Australia fires flare as military blamed for blaze, pilot killed
A helicopter drops water to douse a fire approaching houses in the Faulconbridge area of the Blue Mountains on October 24, 2013
Thousands of largely volunteer firefighters have been battling infernos for eight days across the state of New South Wales that have destroyed more than 200 homes, with the Blue Mountains region west of Sydney the focal point.
Cooler weather initially helped Thursday, but gusty winds saw two major blazes upgraded to the highest "emergency" level again, with authorities urging communities not to be complacent.

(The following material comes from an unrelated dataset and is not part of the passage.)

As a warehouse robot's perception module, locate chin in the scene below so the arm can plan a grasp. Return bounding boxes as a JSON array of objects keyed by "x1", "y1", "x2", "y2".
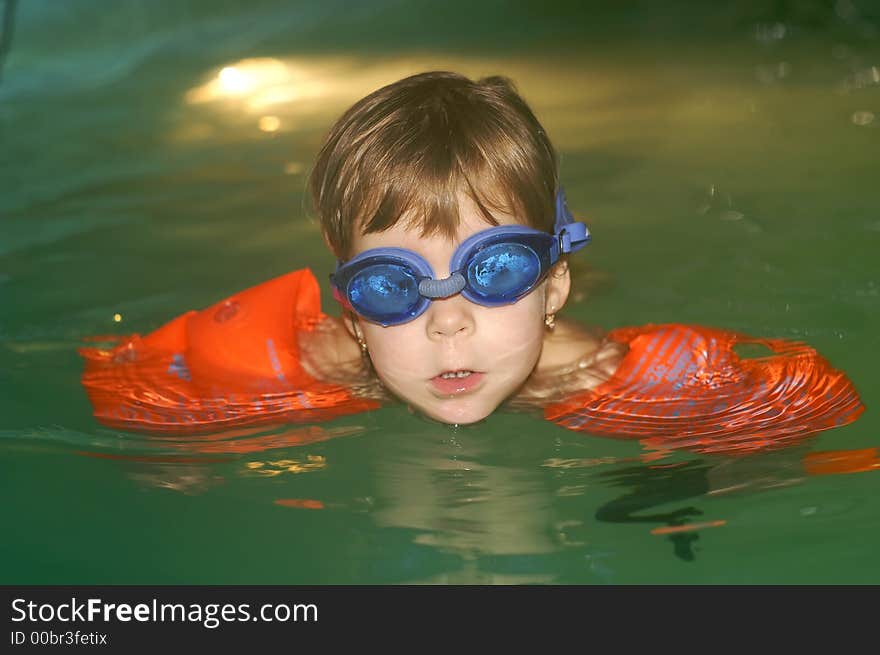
[{"x1": 420, "y1": 401, "x2": 495, "y2": 425}]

A pilot become the second person to die in the bushfire emergency when his fixed-wing aircraft went down in a remote area south of Sydney as it responded to a blaze near the town of Ulladulla.
Reports said a wing snapped off before the crash.
"It's a tragedy for the firefighting community, but first and foremost it's a tragedy for this man's family," said NSW Rural Fire Service chief Shane Fitzsimmons, who lost his own father in a bushfire in 2000.
An ambulance officer was winched into the rugged terrain where the crash happened and confirmed David Black, 43, was dead. He was unable to recover the body due to fires still burning in the area.
One of the biggest and fiercest infernos still alight -- which has a perimeter of more than 300 kilometres (185 miles) and has ripped through 47,000 hectares (116,000 acres) of land -- was started by the military, a fire service investigation found.
The huge blaze near the town of Lithgow, which flared again Thursday, was a major worry this week with authorities on Tuesday deciding to deliberately merge it with another nearby fire at Mount Victoria to prevent conditions from deteriorating.
The official investigation found it was started by exploding ordnance on a live firing range on Wednesday last week.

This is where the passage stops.